La seule pièce que nous connaissons, d’après le juge Rinfret, Aurore l’enfant martyre, fut écrite par Léon Petitjean, Henri Rollin (Henri Plante) et Alfred Nohcor (Alfred Rochon; toutefois la publicité ne mentionnera que Rollin et Petitjean). Sa première a lieu le 29 juin 1928 au St-Denis. Son succès est si grand qu’elle ne cessera dès lors de se promener partout au Québec, au Canada français, et jusque dans les salles paroissiales franco-américaines de la Nouvelle-Angleterre. À l’époque où se prépare et se tourne le film, son succès ne dérougit pas. Du 21 septembre 1950 au 30 juin 1951, elle est présentée dans 80 salles du Québec, de l’Ontario et du Nouveau-Brunswick, et même en Nouvelle-Angleterre du 7 octobre au 12 no­vembre. Un de ses metteurs en scène en 1951 est Paul Gury 2.

Mise en œuvre du film

Un tel triomphe est rare et n’est certainement pas passé inaperçu aux yeux de l’expert et du champion du mélodrame : J.A. DeSève 3. Déjà, comme nous l’avons vu, le movie mogul de la rue Craig investit dans différentes compagnies de cinéma. Cette fois-ci, il flaire la mine d’or et décide d’y aller lui-même, à sa manière. Le 7 avril 51, sa compagnie, l’Alliance cinématogra­phique canadienne, reçoit ses lettres patentes 4. Son capital est de 50,000 $. et on le dit composé de dix mises de fonds de 5000 $ 5. À la fin mars, DeSève se met en frais d’acheter personnellement les droits de la pièce à Mme Henri Dairoux (celui-ci avait joué dans la pièce originale et s’en était procuré les droits en novembre 1939) et, quelques jours plus tard, les droits du roman d’Émile Asselin Aurore l’enfant martyre. DeSève vend ensuite ces droits pour un fort montant à l’Alliance qui elle-même signe le 21 avril une convention de distribution avec France-Film. DeSève bénéficie donc de la transaction à plusieurs niveaux.
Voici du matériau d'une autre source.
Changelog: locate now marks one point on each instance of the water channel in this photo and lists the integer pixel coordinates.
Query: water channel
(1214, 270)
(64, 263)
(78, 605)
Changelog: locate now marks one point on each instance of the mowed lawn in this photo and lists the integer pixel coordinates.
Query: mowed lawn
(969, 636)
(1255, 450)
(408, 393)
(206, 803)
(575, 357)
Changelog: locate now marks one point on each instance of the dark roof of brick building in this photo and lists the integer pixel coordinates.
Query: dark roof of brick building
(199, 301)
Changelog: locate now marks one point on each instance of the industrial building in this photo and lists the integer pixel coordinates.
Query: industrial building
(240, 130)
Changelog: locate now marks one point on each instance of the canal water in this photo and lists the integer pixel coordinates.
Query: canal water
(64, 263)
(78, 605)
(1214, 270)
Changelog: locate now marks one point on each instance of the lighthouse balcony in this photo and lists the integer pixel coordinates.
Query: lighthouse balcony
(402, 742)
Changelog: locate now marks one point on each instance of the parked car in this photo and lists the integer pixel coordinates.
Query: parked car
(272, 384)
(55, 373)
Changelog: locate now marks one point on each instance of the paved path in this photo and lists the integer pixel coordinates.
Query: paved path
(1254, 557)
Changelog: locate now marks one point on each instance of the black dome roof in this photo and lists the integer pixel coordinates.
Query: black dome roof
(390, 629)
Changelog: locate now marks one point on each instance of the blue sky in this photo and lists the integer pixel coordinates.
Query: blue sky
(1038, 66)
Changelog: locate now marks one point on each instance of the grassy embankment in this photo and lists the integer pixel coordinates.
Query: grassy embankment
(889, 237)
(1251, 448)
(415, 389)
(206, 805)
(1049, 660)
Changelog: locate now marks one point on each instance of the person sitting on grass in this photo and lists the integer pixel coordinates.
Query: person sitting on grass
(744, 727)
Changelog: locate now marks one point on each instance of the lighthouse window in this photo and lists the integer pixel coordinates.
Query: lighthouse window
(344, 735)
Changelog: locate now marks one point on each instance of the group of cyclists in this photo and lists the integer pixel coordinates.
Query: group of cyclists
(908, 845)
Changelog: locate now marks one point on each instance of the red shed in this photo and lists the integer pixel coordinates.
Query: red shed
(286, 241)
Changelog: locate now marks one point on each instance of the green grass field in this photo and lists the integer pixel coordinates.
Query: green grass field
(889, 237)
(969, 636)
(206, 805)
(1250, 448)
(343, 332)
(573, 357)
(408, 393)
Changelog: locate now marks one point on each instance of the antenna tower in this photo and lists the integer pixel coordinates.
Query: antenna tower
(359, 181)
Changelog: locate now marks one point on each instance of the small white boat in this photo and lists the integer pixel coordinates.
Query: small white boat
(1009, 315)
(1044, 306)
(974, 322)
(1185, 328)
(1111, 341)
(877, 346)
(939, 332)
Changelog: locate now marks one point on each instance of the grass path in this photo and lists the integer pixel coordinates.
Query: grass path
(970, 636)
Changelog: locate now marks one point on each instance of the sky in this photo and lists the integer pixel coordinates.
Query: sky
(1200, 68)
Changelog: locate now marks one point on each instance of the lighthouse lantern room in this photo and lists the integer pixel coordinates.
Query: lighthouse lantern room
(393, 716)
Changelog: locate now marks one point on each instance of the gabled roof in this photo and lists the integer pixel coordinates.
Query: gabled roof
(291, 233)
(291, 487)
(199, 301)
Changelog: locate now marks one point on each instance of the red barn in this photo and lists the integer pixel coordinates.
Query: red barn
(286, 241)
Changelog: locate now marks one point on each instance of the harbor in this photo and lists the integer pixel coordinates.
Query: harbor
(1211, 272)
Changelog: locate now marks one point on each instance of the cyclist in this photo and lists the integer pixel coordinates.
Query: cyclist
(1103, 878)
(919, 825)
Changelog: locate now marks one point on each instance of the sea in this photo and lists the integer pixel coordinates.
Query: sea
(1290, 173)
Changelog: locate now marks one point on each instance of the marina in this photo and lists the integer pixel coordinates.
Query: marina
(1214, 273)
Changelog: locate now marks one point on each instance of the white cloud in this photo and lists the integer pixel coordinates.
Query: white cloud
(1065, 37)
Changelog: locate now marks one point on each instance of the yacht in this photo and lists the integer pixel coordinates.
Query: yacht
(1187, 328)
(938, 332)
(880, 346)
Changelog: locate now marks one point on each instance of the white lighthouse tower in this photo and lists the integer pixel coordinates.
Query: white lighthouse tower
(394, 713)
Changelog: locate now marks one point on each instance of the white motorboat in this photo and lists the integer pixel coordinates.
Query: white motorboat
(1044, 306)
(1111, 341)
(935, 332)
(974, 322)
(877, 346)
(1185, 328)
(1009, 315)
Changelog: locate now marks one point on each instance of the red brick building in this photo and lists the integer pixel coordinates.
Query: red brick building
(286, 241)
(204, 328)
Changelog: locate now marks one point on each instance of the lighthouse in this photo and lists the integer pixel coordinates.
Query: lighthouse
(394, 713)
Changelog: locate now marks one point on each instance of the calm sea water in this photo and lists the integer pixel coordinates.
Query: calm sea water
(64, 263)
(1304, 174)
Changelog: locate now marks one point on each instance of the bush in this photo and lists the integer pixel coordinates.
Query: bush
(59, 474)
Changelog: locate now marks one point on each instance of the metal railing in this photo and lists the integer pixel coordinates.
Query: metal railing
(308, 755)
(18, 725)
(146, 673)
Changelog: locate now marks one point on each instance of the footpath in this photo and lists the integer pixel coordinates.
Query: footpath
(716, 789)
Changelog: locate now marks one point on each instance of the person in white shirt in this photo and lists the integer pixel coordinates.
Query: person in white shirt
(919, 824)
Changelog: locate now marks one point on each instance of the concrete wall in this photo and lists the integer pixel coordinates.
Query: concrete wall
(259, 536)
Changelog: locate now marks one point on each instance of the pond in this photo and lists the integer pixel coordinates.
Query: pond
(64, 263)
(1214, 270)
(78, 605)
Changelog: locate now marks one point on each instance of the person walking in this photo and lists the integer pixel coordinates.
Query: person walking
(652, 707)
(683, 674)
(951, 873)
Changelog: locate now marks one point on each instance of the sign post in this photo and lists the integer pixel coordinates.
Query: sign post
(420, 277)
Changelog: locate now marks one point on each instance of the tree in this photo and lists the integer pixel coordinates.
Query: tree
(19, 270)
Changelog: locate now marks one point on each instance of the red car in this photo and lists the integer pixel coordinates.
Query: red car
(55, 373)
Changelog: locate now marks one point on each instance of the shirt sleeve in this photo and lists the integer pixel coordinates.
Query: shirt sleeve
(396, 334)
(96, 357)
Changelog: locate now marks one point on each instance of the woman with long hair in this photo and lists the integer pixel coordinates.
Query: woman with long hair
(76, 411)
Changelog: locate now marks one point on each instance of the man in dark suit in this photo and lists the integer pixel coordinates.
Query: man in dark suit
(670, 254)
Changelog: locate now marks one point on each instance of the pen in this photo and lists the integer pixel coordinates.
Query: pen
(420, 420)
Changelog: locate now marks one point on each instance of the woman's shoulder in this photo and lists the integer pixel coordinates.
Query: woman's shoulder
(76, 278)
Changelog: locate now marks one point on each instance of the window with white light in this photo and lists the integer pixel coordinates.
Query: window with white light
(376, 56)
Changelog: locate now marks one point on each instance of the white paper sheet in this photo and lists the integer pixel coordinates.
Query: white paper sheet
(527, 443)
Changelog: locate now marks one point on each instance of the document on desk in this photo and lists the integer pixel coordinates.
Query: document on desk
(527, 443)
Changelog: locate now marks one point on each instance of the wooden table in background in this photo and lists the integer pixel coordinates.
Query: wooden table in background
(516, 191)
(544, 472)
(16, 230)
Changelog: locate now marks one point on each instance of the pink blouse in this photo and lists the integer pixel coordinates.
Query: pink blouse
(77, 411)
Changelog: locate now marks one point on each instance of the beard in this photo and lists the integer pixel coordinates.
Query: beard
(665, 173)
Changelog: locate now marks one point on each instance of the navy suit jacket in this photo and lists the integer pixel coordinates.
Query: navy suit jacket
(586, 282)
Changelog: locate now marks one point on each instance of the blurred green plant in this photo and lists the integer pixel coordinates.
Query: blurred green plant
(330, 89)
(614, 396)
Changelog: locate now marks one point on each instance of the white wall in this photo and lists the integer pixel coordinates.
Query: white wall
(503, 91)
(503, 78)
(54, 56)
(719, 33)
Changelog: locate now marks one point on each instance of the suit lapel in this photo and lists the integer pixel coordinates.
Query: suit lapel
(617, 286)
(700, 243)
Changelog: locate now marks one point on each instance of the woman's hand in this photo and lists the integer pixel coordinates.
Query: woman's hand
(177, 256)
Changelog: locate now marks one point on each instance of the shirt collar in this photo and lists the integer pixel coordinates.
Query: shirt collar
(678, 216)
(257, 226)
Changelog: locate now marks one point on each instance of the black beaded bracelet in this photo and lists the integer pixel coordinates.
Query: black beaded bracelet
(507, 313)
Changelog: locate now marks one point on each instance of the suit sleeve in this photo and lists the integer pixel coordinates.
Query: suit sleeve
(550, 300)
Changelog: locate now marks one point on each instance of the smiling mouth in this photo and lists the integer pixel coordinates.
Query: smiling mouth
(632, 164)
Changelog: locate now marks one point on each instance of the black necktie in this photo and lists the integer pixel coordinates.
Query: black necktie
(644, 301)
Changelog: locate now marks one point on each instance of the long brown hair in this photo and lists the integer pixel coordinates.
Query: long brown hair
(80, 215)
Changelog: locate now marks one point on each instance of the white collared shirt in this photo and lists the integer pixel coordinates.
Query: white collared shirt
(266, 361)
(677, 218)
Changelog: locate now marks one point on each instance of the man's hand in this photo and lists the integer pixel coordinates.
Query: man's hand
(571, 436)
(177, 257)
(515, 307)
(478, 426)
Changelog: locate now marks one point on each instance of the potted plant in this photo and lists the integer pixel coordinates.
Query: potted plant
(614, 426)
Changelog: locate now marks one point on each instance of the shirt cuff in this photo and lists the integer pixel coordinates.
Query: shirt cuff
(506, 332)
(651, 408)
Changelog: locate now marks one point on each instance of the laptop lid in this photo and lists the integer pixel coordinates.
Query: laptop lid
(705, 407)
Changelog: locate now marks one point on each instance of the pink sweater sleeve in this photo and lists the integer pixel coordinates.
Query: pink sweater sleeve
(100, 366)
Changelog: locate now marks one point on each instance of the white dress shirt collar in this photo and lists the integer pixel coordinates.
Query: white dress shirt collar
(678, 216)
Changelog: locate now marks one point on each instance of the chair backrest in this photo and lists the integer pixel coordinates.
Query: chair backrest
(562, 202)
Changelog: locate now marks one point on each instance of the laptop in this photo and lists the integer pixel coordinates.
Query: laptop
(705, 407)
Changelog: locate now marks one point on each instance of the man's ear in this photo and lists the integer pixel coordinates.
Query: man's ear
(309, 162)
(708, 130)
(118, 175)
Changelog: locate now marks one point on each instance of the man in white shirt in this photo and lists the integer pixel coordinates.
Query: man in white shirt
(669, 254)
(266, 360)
Au début du mois de mai 51, les premières rumeurs sur la réalisation prochaine d’AURORE commencent à faire leur apparition. Le 9 juin, on annonce le début d’un tournage pour la mi-juillet. En fait il commence pro­bablement le lundi 16 juillet aux studios Renaissance 6 puisque nous savons que c’est la fin de semaine du 14 qu’Yvonne Laflamme fut choisie pour inter­préter Aurore 7 et que nous possédons les rapports « caméra » du 17.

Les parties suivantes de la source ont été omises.